While the Agency continues to protect the consumer where appropriate, it is also committed to lifting restrictions where appropriate. Further surveys are planned in 2009.

BackgroundIn 1986, an accident at the Chernobyl nuclear power plant in the former USSR (now Ukraine) released large quantities of radioactivity into the atmosphere. Some of this was deposited on certain upland areas of the UK where sheep are farmed.

In order to protect the health of consumers, restrictions were placed on the movement and sale of sheep from areas of the UK where contamination levels in sheep meat were over 1,000 Becquerels (a measure of radioactivity) per kilogramme - the safety limit set in 1986.

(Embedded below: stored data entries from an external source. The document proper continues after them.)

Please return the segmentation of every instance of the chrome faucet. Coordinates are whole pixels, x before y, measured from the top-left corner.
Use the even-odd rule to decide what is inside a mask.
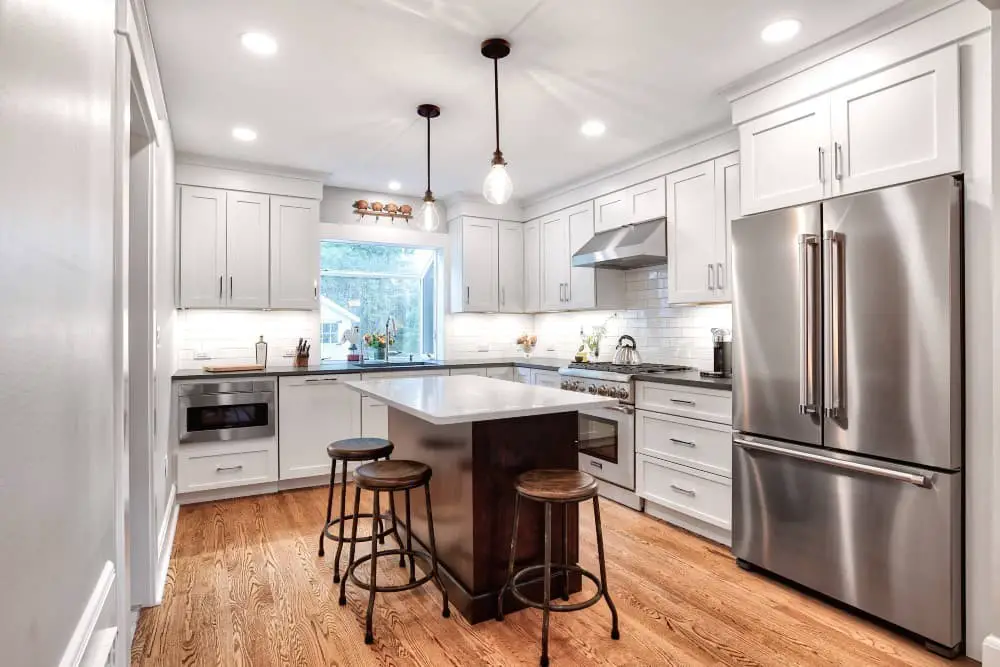
[[[392,331],[392,335],[389,335],[389,331]],[[390,315],[385,321],[385,360],[389,361],[389,352],[392,348],[392,339],[396,337],[396,320]]]

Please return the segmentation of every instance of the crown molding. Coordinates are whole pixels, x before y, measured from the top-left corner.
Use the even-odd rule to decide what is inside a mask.
[[[319,181],[323,184],[325,184],[326,178],[329,176],[329,174],[323,171],[280,167],[277,165],[248,162],[244,160],[232,160],[229,158],[213,157],[211,155],[201,155],[199,153],[188,153],[184,151],[177,152],[176,162],[177,164],[212,167],[214,169],[228,169],[231,171],[245,171],[253,174],[263,174],[266,176],[296,178],[303,181]]]

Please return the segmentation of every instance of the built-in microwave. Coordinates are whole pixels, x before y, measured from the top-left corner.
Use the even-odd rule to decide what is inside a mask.
[[[628,491],[635,490],[635,408],[612,405],[580,410],[580,469]]]
[[[275,414],[274,380],[177,385],[181,444],[272,437]]]

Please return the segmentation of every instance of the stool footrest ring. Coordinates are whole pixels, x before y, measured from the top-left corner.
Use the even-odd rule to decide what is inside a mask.
[[[417,551],[415,549],[414,550],[409,550],[409,549],[386,549],[385,551],[382,551],[381,549],[379,549],[379,552],[378,552],[378,557],[379,558],[382,558],[383,556],[400,556],[400,555],[402,555],[402,556],[410,556],[411,558],[418,558],[421,561],[423,561],[424,563],[426,563],[428,567],[430,567],[431,563],[432,563],[432,561],[431,561],[431,555],[429,553],[426,553],[424,551]],[[372,555],[371,554],[365,554],[364,556],[361,556],[360,558],[358,558],[357,560],[355,560],[354,563],[352,563],[347,568],[347,572],[344,573],[344,578],[346,579],[347,577],[350,577],[351,581],[353,581],[356,586],[358,586],[359,588],[362,588],[362,589],[364,589],[366,591],[370,591],[371,590],[371,582],[370,581],[362,581],[361,579],[359,579],[358,578],[358,574],[357,574],[357,572],[355,572],[355,570],[358,569],[359,565],[361,565],[362,563],[367,563],[371,559],[372,559]],[[373,565],[373,567],[375,567],[375,565]],[[434,571],[431,570],[427,574],[425,574],[424,576],[422,576],[419,579],[417,579],[416,581],[411,581],[411,582],[406,583],[406,584],[398,584],[398,585],[395,585],[395,586],[376,586],[375,587],[375,592],[376,593],[399,593],[401,591],[409,591],[409,590],[412,590],[414,588],[418,588],[420,586],[423,586],[428,581],[431,581],[433,578],[434,578]]]
[[[382,555],[379,553],[379,555]],[[531,581],[522,581],[528,574],[532,572],[543,572],[545,570],[545,565],[529,565],[527,567],[518,570],[513,578],[510,580],[510,592],[517,598],[522,604],[533,607],[534,609],[545,609],[545,604],[543,602],[535,602],[527,598],[524,593],[518,590],[518,586],[525,586],[529,583],[541,583],[542,579],[532,579]],[[575,572],[580,574],[587,579],[594,582],[597,586],[597,592],[589,600],[584,600],[583,602],[575,602],[573,604],[552,604],[549,603],[549,611],[580,611],[581,609],[586,609],[587,607],[592,607],[601,601],[601,597],[604,595],[604,588],[601,586],[601,580],[594,576],[593,573],[588,572],[579,565],[564,565],[562,563],[552,563],[549,565],[549,570],[551,572],[565,572],[569,574],[570,572]]]
[[[345,515],[343,517],[343,520],[346,521],[346,520],[353,519],[355,521],[360,521],[361,519],[371,519],[371,518],[372,518],[371,512],[364,512],[362,514],[347,514],[347,515]],[[379,519],[381,519],[383,523],[391,523],[392,522],[392,514],[389,514],[389,513],[382,514],[382,515],[379,516]],[[333,534],[333,533],[330,532],[330,529],[333,528],[334,526],[336,526],[338,523],[340,523],[341,520],[342,520],[341,517],[336,517],[334,519],[331,519],[330,523],[326,524],[326,527],[323,528],[323,534],[326,536],[326,539],[333,540],[334,542],[340,542],[341,541],[339,535],[335,535],[335,534]],[[347,531],[345,530],[344,532],[347,532]],[[392,528],[390,527],[390,528],[383,528],[382,532],[380,532],[375,537],[377,537],[378,539],[382,539],[383,537],[390,537],[391,535],[392,535]],[[346,542],[346,543],[350,543],[351,542],[351,536],[350,535],[344,535],[343,541]],[[372,536],[371,535],[363,535],[361,537],[355,538],[354,541],[355,542],[371,542],[372,541]],[[381,552],[379,552],[379,553],[381,555]]]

A live monitoring technique is used, where an external monitor is held against the sheep, giving a count rate that is then converted to a concentration (bq/kg). To allow for inherent variability in live monitoring results, a Working Action Level of 645 bq/kg is applied (rather than 1000 bq/kg). This has been set so there is only a 1 in 40 chance of a sheep above the limit giving a monitor reading below this level.

In 1986, almost 9000 farms were under these restrictions in the UK. Since then, the levels of radioactivity have fallen in some of the affected areas. The number of farms still under restriction in Cumbria, Scotland and Wales - the areas covered by the three reports - is now 369.